Suppose $t\geq s$ and $W_i$ is a Brownian motion
$\mathbb{E}_{0}\left[W_{s}^{2} W_{t}\right]$
Now I found online that it can be written as
$\mathbb{E}_{0}\left[W_{s}^{2} W_{t}\right]=\mathbb{E}_{0}\left[W_{s}^{3}\right]+\mathbb{E}_{0}\left[W_{s}^{2}\left(W_{t}-W_{s}\right)\right]$
However, I am unable to follow this line of reasoning
Could someone explain me which steps are taken to rewrite $\mathbb{E}_{0}\left[W_{s}^{2} W_{t}\right]$ in this form?
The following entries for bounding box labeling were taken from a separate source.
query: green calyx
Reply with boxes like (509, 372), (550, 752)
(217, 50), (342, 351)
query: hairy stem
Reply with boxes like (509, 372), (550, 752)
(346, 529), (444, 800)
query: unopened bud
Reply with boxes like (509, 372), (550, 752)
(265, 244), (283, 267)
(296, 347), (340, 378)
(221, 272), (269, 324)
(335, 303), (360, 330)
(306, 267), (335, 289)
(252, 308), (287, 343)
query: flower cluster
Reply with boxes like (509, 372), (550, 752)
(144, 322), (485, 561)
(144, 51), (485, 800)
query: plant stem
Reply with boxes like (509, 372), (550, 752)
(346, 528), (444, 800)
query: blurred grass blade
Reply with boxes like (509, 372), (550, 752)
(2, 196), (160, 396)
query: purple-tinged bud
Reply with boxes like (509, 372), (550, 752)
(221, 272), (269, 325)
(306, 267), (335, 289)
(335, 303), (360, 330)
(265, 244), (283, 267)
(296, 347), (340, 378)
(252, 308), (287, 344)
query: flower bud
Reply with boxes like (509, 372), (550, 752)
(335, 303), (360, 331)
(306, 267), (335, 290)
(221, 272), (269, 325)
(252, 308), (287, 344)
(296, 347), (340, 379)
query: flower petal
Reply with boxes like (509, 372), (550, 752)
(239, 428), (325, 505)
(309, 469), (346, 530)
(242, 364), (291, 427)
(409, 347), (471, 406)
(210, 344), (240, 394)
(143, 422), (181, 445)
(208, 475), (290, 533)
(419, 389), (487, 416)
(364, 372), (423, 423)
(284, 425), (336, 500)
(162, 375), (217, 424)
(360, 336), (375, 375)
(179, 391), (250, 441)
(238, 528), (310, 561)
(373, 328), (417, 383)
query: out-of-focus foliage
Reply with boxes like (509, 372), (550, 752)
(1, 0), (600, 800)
This follows from the linearity of expectation: $$\mathbb{E}_{0}\left[W_{s}^{3}\right]+\mathbb{E}_{0}\left[W_{s}^{2}\left(W_{t}-W_{s}\right)\right] = \mathbb{E}_{0}\left[W_{s}^{3}\right]+\mathbb{E}_{0}\left[W_{s}^{2}W_{t}-W_{s}^{2}W_{s}\right] = \mathbb{E}_{0}\left[W_{s}^{3}\right]+\mathbb{E}_{0}\left[W_{s}^{2}W_{t}\right]-\mathbb{E}_0\left[W_{s}^{3}\right] = \mathbb{E}_0\left[W_{s}^{2}W_{t}\right]$$
Edit: The reasoning behind writing it this way is you reduce computing of your expectation of the product of two correlated normal random variables to expectations of products of uncorrelated normal random variables, which is fairly easy to compute.